George Piro, the FBI agent who spent nearly seven months interrogating Saddam Hussein, tells “60 Minutes” that the late Iraqi leader didn’t think the U.S. would actually invade and didn’t deny having weapons of mass destruction in order to intimidate Iran. “He told me he initially miscalculated ... President Bush’s intentions,” Piro revealed in the interview, which airs this Sunday.
“He told me he initially miscalculated ... President Bush’s intentions. He thought the United States would retaliate with the same type of attack as we did in 1998 ... a four-day aerial attack,” says Piro. “He survived that one and he was willing to accept that type of attack.”
“He didn’t believe the U.S. would invade?” asks [correspondent Scott] Pelley.
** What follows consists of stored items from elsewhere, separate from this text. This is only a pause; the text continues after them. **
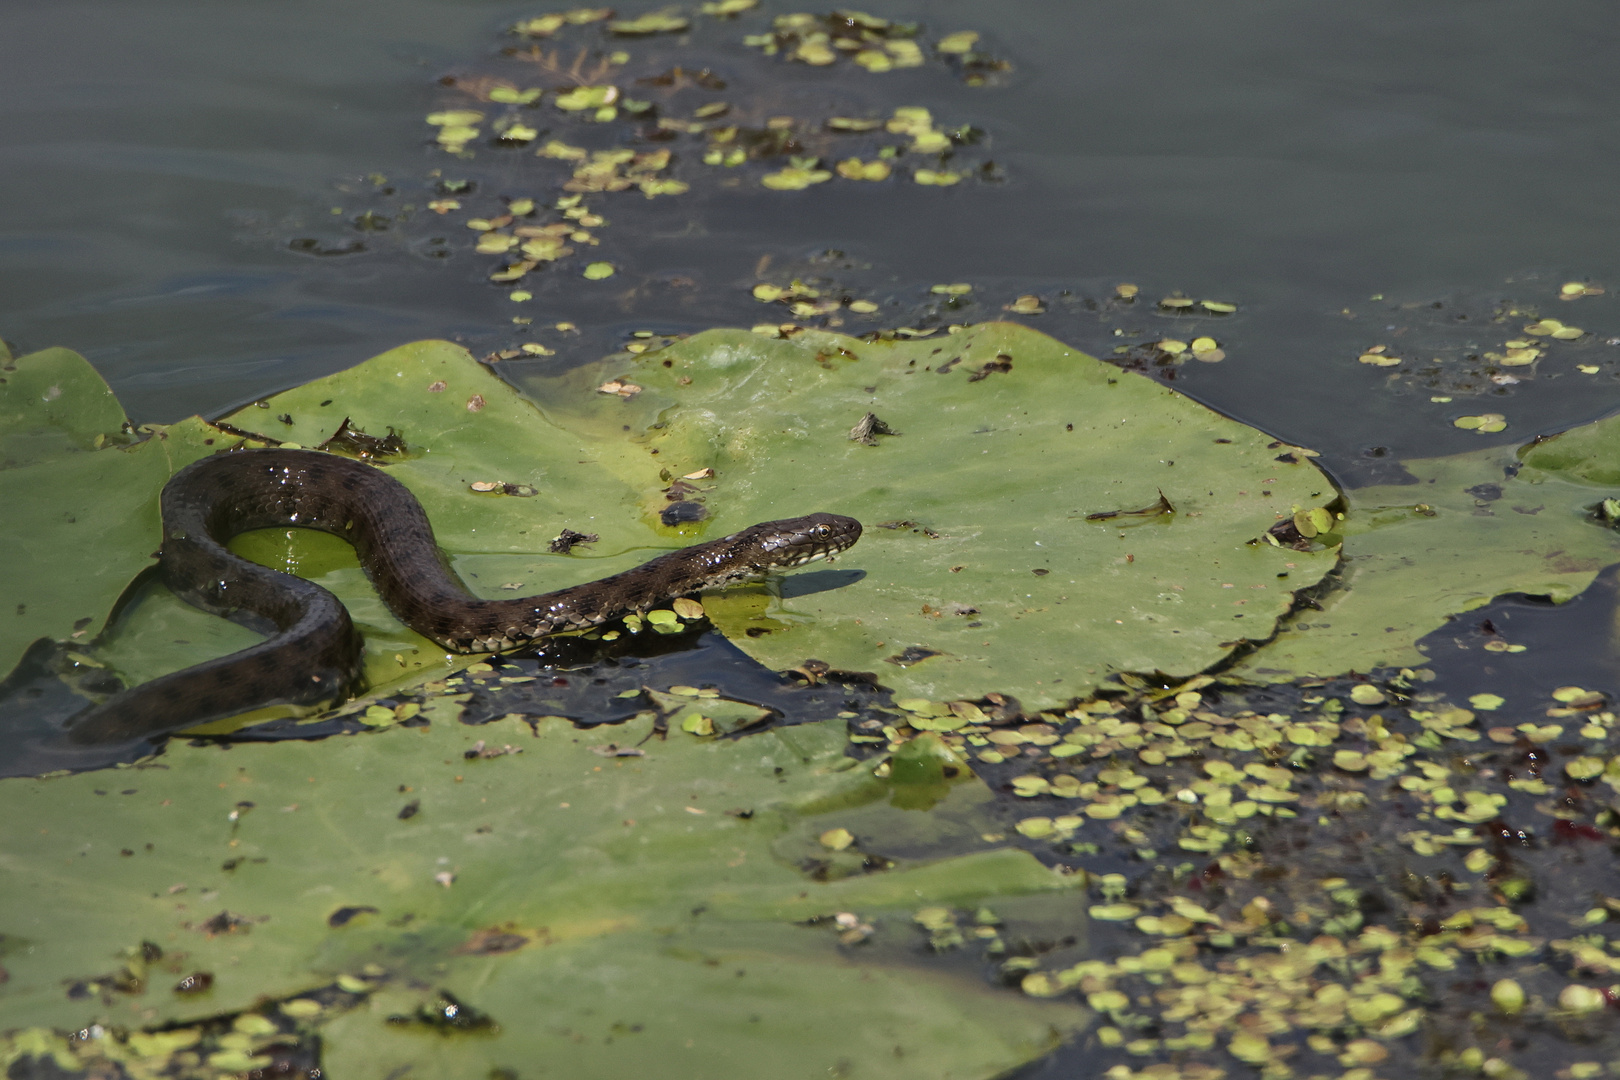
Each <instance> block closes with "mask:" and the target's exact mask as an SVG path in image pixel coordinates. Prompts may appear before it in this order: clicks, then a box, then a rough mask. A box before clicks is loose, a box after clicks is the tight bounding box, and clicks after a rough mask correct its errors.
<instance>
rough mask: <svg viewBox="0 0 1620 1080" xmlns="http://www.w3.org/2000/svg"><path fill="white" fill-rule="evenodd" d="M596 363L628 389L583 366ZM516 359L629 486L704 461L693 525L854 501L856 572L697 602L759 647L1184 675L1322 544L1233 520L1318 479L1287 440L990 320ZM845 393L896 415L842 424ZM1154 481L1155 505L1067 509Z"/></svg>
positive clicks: (700, 342) (536, 396)
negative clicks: (940, 331) (633, 396)
mask: <svg viewBox="0 0 1620 1080" xmlns="http://www.w3.org/2000/svg"><path fill="white" fill-rule="evenodd" d="M609 377H617V381H619V382H620V384H624V382H629V384H633V385H638V387H642V390H640V393H637V395H635V397H633V398H630V400H629V402H620V400H617V398H614V400H604V398H606V395H599V393H593V392H591V389H593V387H595V385H598V384H599V382H608V381H609ZM525 385H527V389H530V390H531V393H533V395H535V397H536V398H538V400H541V402H546V403H548V405H546V413H548V416H549V418H551V419H554V421H556V423H561V424H567V426H570V427H578V429H580V431H582V436H588V437H591V439H593V440H595V442H608V440H611V439H612V437H614V436H616V432H622V431H624V429H625V427H629V429H630V432H629V434H630V437H632V439H633V440H635V442H637V444H638V447H640V457H638V458H637V457H625V455H614V457H608V455H604V465H608V466H609V468H616V470H624V471H620V473H619V474H620V478H622V479H624V483H625V484H629V486H640V487H642V489H643V491H648V489H651V491H656V486H658V481H656V479H654V473H656V471H658V470H664V471H666V473H667V474H672V476H684V474H689V473H693V471H698V470H705V468H713V470H714V478H713V479H700V481H695V484H697V486H698V487H701V489H703V494H701V497H703V499H705V500H706V505H708V508H710V510H711V515H713V517H711V520H713V521H714V526H713V529H711V533H713V534H718V533H723V531H729V529H734V528H740V526H744V525H747V523H750V521H755V520H761V518H778V517H789V515H795V513H808V512H812V510H833V512H838V513H847V515H852V517H857V518H860V520H862V521H863V523H865V526H867V531H865V536H863V538H862V541H860V544H859V546H857V547H855V549H854V551H851V552H849V554H847V555H844V557H842V559H841V563H839V567H847V568H851V570H857V572H860V573H862V575H863V576H862V578H860V580H857V581H844V580H841V578H838V576H834V575H823V576H826V578H828V583H829V585H839V586H841V588H829V589H825V591H815V593H807V591H804V589H805V585H804V583H799V585H795V583H794V581H792V580H789V581H787V583H786V585H784V586H782V597H784V599H781V601H778V602H773V604H770V606H763V604H760V602H755V604H748V602H740V604H735V606H731V607H727V606H723V604H718V606H711V609H713V610H714V612H716V617H718V620H719V623H721V627H723V628H726V630H727V633H729V635H731V636H732V638H734V640H735V641H737V643H739V644H740V646H742V648H744V649H747V651H748V653H750V654H753V656H755V657H758V659H760V661H761V662H765V664H768V665H773V667H789V665H794V664H797V662H800V661H804V659H805V657H816V659H821V661H826V662H829V664H833V665H834V667H844V669H860V670H880V672H881V678H883V682H885V685H891V687H894V688H896V691H897V693H904V695H917V696H927V698H935V699H944V698H977V696H980V695H983V693H985V691H991V690H1000V691H1006V693H1013V695H1017V696H1021V698H1022V699H1024V703H1025V704H1034V706H1040V708H1050V706H1055V704H1061V703H1064V701H1068V699H1069V698H1072V696H1076V695H1085V693H1089V691H1090V690H1092V687H1095V683H1097V682H1100V680H1103V678H1106V677H1108V675H1110V674H1111V672H1115V670H1153V669H1160V670H1165V672H1170V674H1176V675H1191V674H1194V672H1197V670H1202V669H1204V667H1209V665H1210V664H1215V662H1217V661H1220V659H1221V657H1223V656H1226V654H1228V653H1230V651H1231V649H1233V648H1234V646H1236V644H1239V643H1241V641H1244V640H1251V641H1257V640H1265V638H1267V636H1270V635H1272V630H1273V625H1275V620H1277V619H1278V615H1281V614H1283V612H1286V610H1288V606H1290V604H1291V601H1293V593H1294V589H1299V588H1306V586H1311V585H1314V583H1315V581H1319V580H1320V578H1322V575H1324V573H1327V572H1328V570H1330V568H1332V567H1333V562H1335V557H1336V551H1335V549H1317V551H1314V552H1299V551H1291V549H1278V547H1275V546H1270V544H1265V542H1255V541H1259V539H1262V536H1264V533H1265V531H1267V529H1268V528H1270V526H1272V525H1275V523H1277V520H1278V518H1285V517H1290V515H1293V513H1294V510H1299V508H1312V507H1320V505H1322V504H1325V502H1330V500H1333V499H1335V497H1336V491H1335V489H1333V487H1332V484H1330V483H1328V481H1327V478H1325V476H1324V474H1322V473H1320V471H1319V470H1317V468H1315V466H1314V465H1311V463H1309V458H1306V457H1304V455H1288V453H1286V452H1288V447H1281V445H1280V444H1277V442H1273V440H1272V439H1268V437H1267V436H1264V434H1262V432H1259V431H1255V429H1252V427H1247V426H1244V424H1239V423H1236V421H1233V419H1228V418H1225V416H1220V415H1217V413H1213V411H1210V410H1207V408H1204V406H1202V405H1197V403H1196V402H1192V400H1189V398H1186V397H1183V395H1179V393H1176V392H1173V390H1170V389H1166V387H1163V385H1160V384H1157V382H1153V381H1152V379H1147V377H1142V376H1136V374H1131V372H1126V371H1121V369H1118V368H1115V366H1111V364H1105V363H1102V361H1097V359H1093V358H1090V356H1085V355H1084V353H1079V351H1076V350H1071V348H1068V347H1064V345H1063V343H1059V342H1056V340H1053V338H1050V337H1045V335H1042V334H1037V332H1034V330H1029V329H1025V327H1019V325H1013V324H985V325H978V327H969V329H966V330H962V332H961V334H956V335H941V337H938V338H923V340H915V342H863V340H855V338H849V337H839V335H833V334H816V332H804V334H799V335H795V337H792V338H791V340H774V338H765V337H761V335H757V334H747V332H742V330H710V332H705V334H700V335H697V337H692V338H690V340H685V342H680V343H677V345H671V347H667V348H663V350H658V351H651V353H646V355H643V356H642V358H638V359H632V358H624V356H620V358H614V359H608V361H603V363H601V364H590V366H586V368H583V369H577V371H572V372H567V374H562V376H557V377H551V379H533V381H530V382H527V384H525ZM868 411H870V413H875V415H876V416H878V418H880V419H881V421H883V423H885V424H888V426H889V427H891V429H894V431H899V432H901V434H899V436H876V437H875V442H876V445H867V444H863V442H859V440H854V439H851V434H849V432H851V429H852V427H854V426H855V424H857V423H859V421H860V419H862V416H863V415H865V413H868ZM1160 495H1163V497H1165V499H1166V500H1168V504H1170V505H1171V507H1173V513H1165V515H1139V517H1131V515H1126V517H1118V518H1110V520H1087V515H1092V513H1106V512H1116V510H1124V512H1132V510H1142V508H1149V507H1153V505H1155V504H1157V502H1158V500H1160ZM886 523H888V525H891V526H893V528H885V525H886ZM812 580H813V578H812ZM745 633H747V636H745ZM907 649H915V651H920V653H915V651H914V653H912V654H910V656H907ZM930 653H932V654H933V656H928V654H930ZM914 656H923V657H927V659H915V661H914V659H910V657H914Z"/></svg>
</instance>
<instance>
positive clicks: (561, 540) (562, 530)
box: [548, 529, 601, 555]
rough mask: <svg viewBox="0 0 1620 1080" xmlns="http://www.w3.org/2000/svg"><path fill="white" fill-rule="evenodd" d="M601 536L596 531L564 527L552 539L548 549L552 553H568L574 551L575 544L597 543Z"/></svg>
mask: <svg viewBox="0 0 1620 1080" xmlns="http://www.w3.org/2000/svg"><path fill="white" fill-rule="evenodd" d="M599 539H601V536H599V534H596V533H575V531H573V529H562V531H561V533H557V536H556V539H552V541H551V546H549V547H548V551H551V554H552V555H567V554H569V552H570V551H573V546H575V544H595V542H596V541H599Z"/></svg>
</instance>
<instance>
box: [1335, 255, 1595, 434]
mask: <svg viewBox="0 0 1620 1080" xmlns="http://www.w3.org/2000/svg"><path fill="white" fill-rule="evenodd" d="M1602 295H1604V290H1602V288H1601V287H1597V285H1583V283H1579V282H1570V283H1565V285H1563V287H1560V288H1558V290H1557V296H1558V298H1560V300H1578V298H1581V296H1602ZM1374 304H1375V306H1374V308H1372V311H1366V309H1361V311H1358V309H1351V308H1346V309H1345V311H1343V313H1341V314H1343V316H1346V317H1348V319H1364V317H1366V319H1369V321H1371V319H1375V321H1377V324H1379V325H1380V329H1382V330H1383V332H1385V334H1387V335H1388V337H1387V338H1385V342H1383V343H1375V345H1362V347H1361V350H1359V353H1358V355H1356V358H1358V361H1359V363H1362V364H1367V366H1371V368H1383V369H1388V371H1387V374H1385V376H1383V377H1385V384H1387V385H1388V387H1390V389H1392V390H1421V392H1426V393H1429V398H1430V402H1432V403H1437V405H1447V403H1450V402H1453V400H1456V398H1460V397H1479V395H1484V393H1490V395H1500V393H1507V392H1511V389H1513V387H1516V385H1521V384H1524V382H1531V381H1534V379H1555V377H1560V376H1562V374H1565V372H1567V371H1571V369H1573V371H1578V372H1579V374H1584V376H1596V374H1601V372H1602V371H1604V369H1605V364H1610V366H1612V364H1614V363H1615V359H1620V356H1617V355H1615V353H1614V348H1612V345H1614V343H1615V342H1620V338H1604V337H1599V335H1596V334H1592V332H1589V330H1586V329H1583V327H1576V325H1567V324H1565V322H1562V321H1560V319H1552V317H1545V316H1544V314H1542V313H1541V309H1539V306H1537V303H1533V301H1529V300H1486V298H1479V296H1458V298H1447V300H1437V301H1408V303H1390V301H1388V300H1387V298H1383V296H1375V298H1374ZM1591 314H1594V316H1596V314H1599V313H1596V311H1594V313H1591ZM1392 338H1398V340H1400V342H1401V343H1400V348H1398V350H1396V348H1395V347H1393V345H1390V343H1388V342H1390V340H1392ZM1610 369H1612V368H1610ZM1448 419H1455V418H1448ZM1464 419H1468V418H1464ZM1487 423H1489V421H1487ZM1473 431H1481V427H1473ZM1494 431H1502V427H1494V429H1492V427H1486V429H1484V434H1492V432H1494Z"/></svg>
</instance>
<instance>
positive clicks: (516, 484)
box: [468, 479, 539, 499]
mask: <svg viewBox="0 0 1620 1080" xmlns="http://www.w3.org/2000/svg"><path fill="white" fill-rule="evenodd" d="M468 487H470V489H471V491H476V492H478V494H491V492H492V494H497V495H515V497H518V499H533V497H535V495H538V494H539V489H538V487H531V486H530V484H509V483H505V481H501V479H475V481H473V483H470V484H468Z"/></svg>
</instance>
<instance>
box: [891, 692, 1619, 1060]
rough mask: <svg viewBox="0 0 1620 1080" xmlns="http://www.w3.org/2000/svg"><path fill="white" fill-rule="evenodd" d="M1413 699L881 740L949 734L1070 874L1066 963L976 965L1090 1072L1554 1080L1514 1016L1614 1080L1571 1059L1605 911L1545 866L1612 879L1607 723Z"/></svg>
mask: <svg viewBox="0 0 1620 1080" xmlns="http://www.w3.org/2000/svg"><path fill="white" fill-rule="evenodd" d="M1429 678H1432V675H1430V674H1429V672H1427V670H1411V669H1406V670H1400V672H1387V675H1385V677H1383V678H1382V680H1379V682H1369V680H1354V678H1340V680H1333V682H1330V683H1327V682H1317V683H1304V685H1302V687H1301V688H1299V690H1296V696H1294V698H1293V701H1291V708H1290V709H1288V711H1278V709H1277V708H1275V706H1277V704H1280V703H1283V701H1285V699H1286V695H1281V693H1280V691H1278V688H1267V690H1259V688H1254V687H1244V685H1241V683H1228V682H1223V680H1218V678H1213V677H1199V678H1196V680H1192V682H1187V683H1184V685H1181V687H1176V688H1171V690H1152V688H1149V687H1145V685H1140V683H1137V682H1136V680H1132V683H1134V685H1136V687H1137V688H1136V690H1134V691H1131V693H1119V695H1113V696H1102V698H1095V699H1092V701H1085V703H1082V704H1079V706H1076V708H1072V709H1069V711H1068V712H1064V714H1061V716H1059V714H1042V716H1040V717H1017V719H1014V721H1013V722H998V721H995V719H991V717H990V716H988V714H987V708H982V706H980V704H975V703H964V701H956V703H933V701H923V699H906V701H897V703H896V706H897V709H899V716H897V722H896V724H894V725H891V727H885V729H883V733H881V740H878V742H888V745H889V746H897V745H901V743H902V740H906V738H907V737H909V733H910V732H943V735H932V737H940V738H944V740H946V742H948V743H949V745H954V746H956V748H957V750H959V751H961V753H964V755H970V756H972V758H974V759H977V763H978V767H980V771H982V774H983V776H985V777H987V779H988V780H990V782H991V784H1000V785H1001V789H1003V790H1004V792H1008V793H1009V795H1011V797H1013V801H1014V803H1022V801H1025V800H1027V805H1029V808H1030V810H1035V811H1037V813H1027V811H1025V813H1024V814H1017V813H1016V810H1013V811H1009V813H1011V816H1009V826H1011V831H1013V832H1014V834H1017V836H1022V837H1025V840H1027V842H1030V844H1032V845H1035V848H1037V850H1040V848H1047V850H1048V852H1050V858H1055V860H1056V861H1059V863H1063V865H1071V866H1076V873H1084V874H1087V878H1089V884H1090V894H1092V895H1090V900H1089V915H1090V918H1092V920H1093V934H1092V939H1090V941H1089V942H1087V944H1085V946H1084V947H1079V949H1063V947H1056V949H1048V950H1040V949H1037V950H1035V954H1034V955H1030V954H1027V952H1025V954H1024V955H1013V957H1000V955H998V954H991V952H987V959H993V960H996V962H998V963H1000V967H1001V972H1003V978H1008V980H1016V981H1017V983H1019V984H1021V986H1022V989H1024V993H1025V994H1030V996H1037V997H1066V996H1068V997H1077V999H1081V1001H1084V1002H1085V1004H1089V1006H1090V1007H1092V1009H1093V1010H1097V1012H1098V1014H1102V1015H1103V1017H1105V1020H1103V1023H1102V1025H1100V1027H1097V1028H1095V1030H1093V1031H1092V1033H1090V1035H1089V1040H1090V1041H1089V1043H1087V1044H1089V1046H1092V1048H1095V1051H1097V1052H1098V1054H1102V1057H1097V1059H1093V1061H1098V1062H1102V1064H1100V1065H1098V1069H1097V1074H1095V1075H1102V1077H1108V1078H1110V1080H1178V1078H1187V1077H1202V1078H1207V1080H1215V1078H1218V1077H1226V1075H1233V1070H1236V1075H1247V1074H1246V1070H1244V1067H1246V1065H1247V1067H1252V1069H1259V1070H1260V1075H1262V1077H1270V1078H1277V1080H1285V1078H1293V1077H1298V1078H1301V1080H1304V1078H1306V1077H1311V1078H1312V1080H1317V1078H1322V1080H1325V1078H1328V1077H1332V1078H1335V1080H1375V1078H1377V1077H1380V1075H1382V1077H1403V1075H1416V1072H1417V1070H1421V1067H1422V1065H1429V1067H1440V1069H1455V1070H1460V1072H1461V1074H1463V1075H1487V1077H1515V1078H1520V1080H1523V1078H1526V1077H1531V1075H1536V1077H1541V1075H1554V1070H1552V1069H1544V1070H1542V1069H1537V1062H1518V1064H1515V1062H1513V1054H1511V1051H1510V1046H1508V1043H1507V1041H1503V1040H1502V1035H1503V1031H1502V1025H1503V1023H1508V1017H1513V1020H1511V1023H1513V1025H1531V1027H1536V1028H1545V1027H1554V1028H1558V1030H1562V1031H1563V1033H1565V1035H1567V1036H1568V1040H1570V1041H1568V1043H1567V1044H1565V1048H1560V1052H1567V1054H1571V1057H1570V1062H1567V1064H1568V1069H1570V1070H1567V1072H1558V1074H1557V1075H1560V1077H1567V1075H1568V1077H1573V1075H1588V1077H1597V1075H1609V1074H1607V1072H1604V1067H1602V1065H1601V1064H1594V1062H1589V1064H1592V1065H1594V1069H1596V1070H1589V1069H1586V1070H1583V1067H1581V1061H1579V1056H1581V1054H1583V1052H1586V1054H1592V1052H1596V1051H1599V1049H1602V1051H1604V1054H1607V1056H1610V1057H1612V1056H1615V1052H1617V1051H1620V1041H1617V1040H1615V1038H1614V1031H1612V1025H1607V1023H1605V1022H1604V1014H1605V1012H1607V1002H1609V997H1607V996H1612V994H1614V993H1615V988H1617V986H1620V895H1612V892H1615V891H1614V889H1610V895H1604V894H1602V892H1599V894H1596V895H1594V894H1592V892H1588V891H1586V889H1570V887H1567V884H1565V881H1563V876H1565V873H1567V871H1565V870H1562V866H1560V865H1555V861H1554V860H1557V858H1558V855H1555V853H1554V852H1558V853H1567V852H1568V847H1571V845H1579V847H1581V848H1583V850H1589V852H1591V853H1592V857H1594V858H1596V860H1597V861H1599V863H1601V865H1609V863H1610V861H1612V857H1610V855H1609V848H1612V847H1614V845H1615V844H1617V840H1620V813H1617V811H1615V810H1614V808H1612V806H1614V801H1615V792H1620V753H1615V751H1617V748H1620V730H1617V727H1620V721H1617V716H1615V712H1614V711H1610V709H1609V708H1607V699H1605V696H1604V695H1601V693H1596V691H1589V690H1584V688H1581V687H1560V688H1557V690H1554V691H1552V693H1550V695H1549V696H1547V699H1545V701H1542V703H1541V704H1539V706H1536V709H1534V711H1531V709H1528V708H1524V704H1520V708H1518V711H1516V714H1513V716H1502V717H1500V719H1498V716H1495V714H1500V712H1502V706H1503V704H1505V703H1503V699H1502V698H1500V696H1497V695H1476V696H1474V698H1471V703H1473V704H1474V706H1476V709H1479V712H1476V711H1474V709H1468V708H1461V706H1456V704H1452V703H1448V701H1445V699H1443V698H1442V696H1440V695H1437V693H1430V691H1426V690H1424V687H1426V680H1429ZM1481 714H1492V719H1498V722H1497V724H1495V725H1487V724H1486V722H1484V721H1481ZM867 738H875V735H868V737H867ZM1554 845H1562V847H1554ZM1400 850H1405V852H1408V855H1405V857H1401V855H1396V853H1392V852H1400ZM1123 852H1134V858H1129V860H1121V855H1123ZM1110 863H1113V865H1118V866H1123V868H1124V873H1118V871H1115V873H1110ZM1081 866H1085V870H1081ZM1583 884H1584V886H1592V884H1599V886H1601V884H1602V878H1599V879H1596V881H1594V879H1592V878H1591V876H1586V878H1583ZM1609 884H1610V886H1612V884H1614V882H1612V874H1610V876H1609ZM925 915H930V913H923V912H920V913H919V921H923V916H925ZM935 925H943V920H941V918H940V916H938V915H936V913H935V915H932V921H928V923H925V926H930V928H932V926H935ZM935 933H938V931H935ZM1072 954H1077V955H1072ZM1102 957H1113V959H1102ZM1526 988H1528V989H1526ZM1605 994H1607V996H1605ZM1583 1041H1588V1043H1586V1044H1584V1046H1583ZM1599 1043H1601V1046H1599ZM1110 1061H1115V1062H1116V1064H1111V1065H1108V1062H1110ZM1155 1062H1157V1064H1155ZM1105 1065H1106V1070H1105ZM1380 1069H1382V1070H1387V1072H1382V1070H1380Z"/></svg>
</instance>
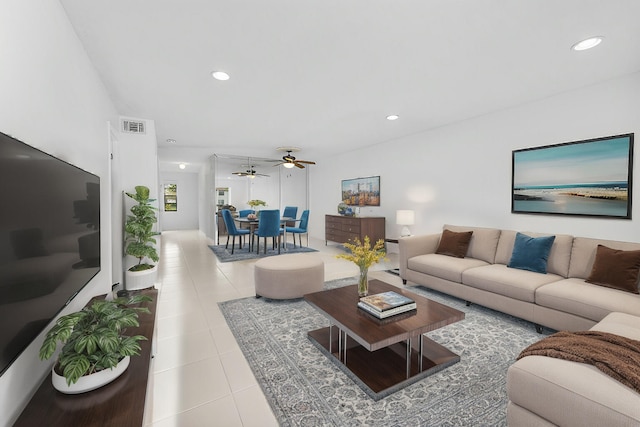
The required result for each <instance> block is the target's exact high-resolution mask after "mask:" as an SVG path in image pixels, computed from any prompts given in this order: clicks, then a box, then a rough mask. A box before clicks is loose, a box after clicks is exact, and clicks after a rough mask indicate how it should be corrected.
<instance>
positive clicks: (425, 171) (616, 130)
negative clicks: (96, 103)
mask: <svg viewBox="0 0 640 427" xmlns="http://www.w3.org/2000/svg"><path fill="white" fill-rule="evenodd" d="M639 93H640V73H636V74H633V75H630V76H625V77H622V78H619V79H616V80H612V81H609V82H606V83H603V84H599V85H596V86H591V87H587V88H583V89H581V90H576V91H573V92H568V93H565V94H562V95H559V96H555V97H551V98H548V99H545V100H541V101H539V102H536V103H532V104H528V105H524V106H521V107H518V108H512V109H509V110H505V111H502V112H498V113H495V114H491V115H486V116H482V117H478V118H475V119H472V120H468V121H465V122H461V123H457V124H453V125H450V126H445V127H441V128H439V129H435V130H433V131H430V132H424V133H420V134H417V135H412V136H409V137H406V138H402V139H398V140H395V141H391V142H388V143H384V144H380V145H377V146H375V147H371V148H367V149H365V150H358V151H353V152H346V153H343V154H342V155H340V156H334V157H331V158H327V159H324V160H322V161H318V162H317V163H318V164H317V166H315V167H314V171H313V172H314V173H313V175H312V177H311V211H312V213H313V214H314V220H313V221H311V222H310V228H311V235H312V236H313V237H316V238H321V239H324V214H326V213H332V214H333V213H335V212H336V206H337V204H338V203H339V202H340V191H339V189H340V181H341V180H342V179H346V178H355V177H359V176H369V175H380V176H381V206H380V207H379V208H366V209H363V212H362V215H367V216H378V215H379V216H385V217H386V218H387V227H386V232H387V236H397V235H398V234H399V231H400V226H398V225H396V224H395V211H396V209H414V210H415V211H416V224H415V225H414V226H412V227H411V230H412V232H413V234H420V233H427V232H437V231H439V230H440V229H441V228H442V226H443V224H447V223H449V224H461V225H476V226H488V227H500V228H510V229H515V230H523V231H526V230H529V231H541V232H549V233H567V234H572V235H576V236H588V237H597V238H608V239H615V240H633V241H640V227H639V225H640V185H635V186H634V188H633V199H635V203H634V204H633V212H632V218H633V220H622V219H606V218H589V217H573V216H548V215H524V214H512V213H511V152H512V150H515V149H521V148H528V147H535V146H543V145H550V144H557V143H563V142H571V141H577V140H582V139H590V138H596V137H602V136H609V135H617V134H622V133H629V132H635V133H636V137H637V136H638V135H639V134H638V131H640V108H639V107H638V102H637V95H638V94H639ZM456 96H457V97H458V99H459V102H464V94H457V95H456ZM397 124H398V125H399V126H401V125H402V123H401V120H399V121H398V122H397ZM637 142H638V139H637V138H636V143H637ZM635 151H636V154H635V160H634V163H635V164H638V161H637V159H638V154H637V153H638V151H639V150H638V148H637V147H636V150H635ZM636 171H637V168H636ZM635 178H636V179H635V180H636V183H638V182H639V181H638V180H640V174H639V173H636V174H635Z"/></svg>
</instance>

“No, not initially,” answers Piro.
Once the invasion was certain, says Piro, Saddam asked his generals if they could hold the invaders for two weeks. “And at that point, it would go into what he called the secret war,” Piro tells Pelley. But Piro isn’t convinced that the insurgency was Saddam’s plan. “Well, he would like to take credit for the insurgency,” says Piro.
Saddam still wouldn’t admit he had no weapons of mass destruction, even when it was obvious there would be military action against him because of the perception he did. Because, says Piro, “For him, it was critical that he was seen as still the strong, defiant Saddam. He thought that [faking having the weapons] would prevent the Iranians from reinvading Iraq,” he tells Pelley.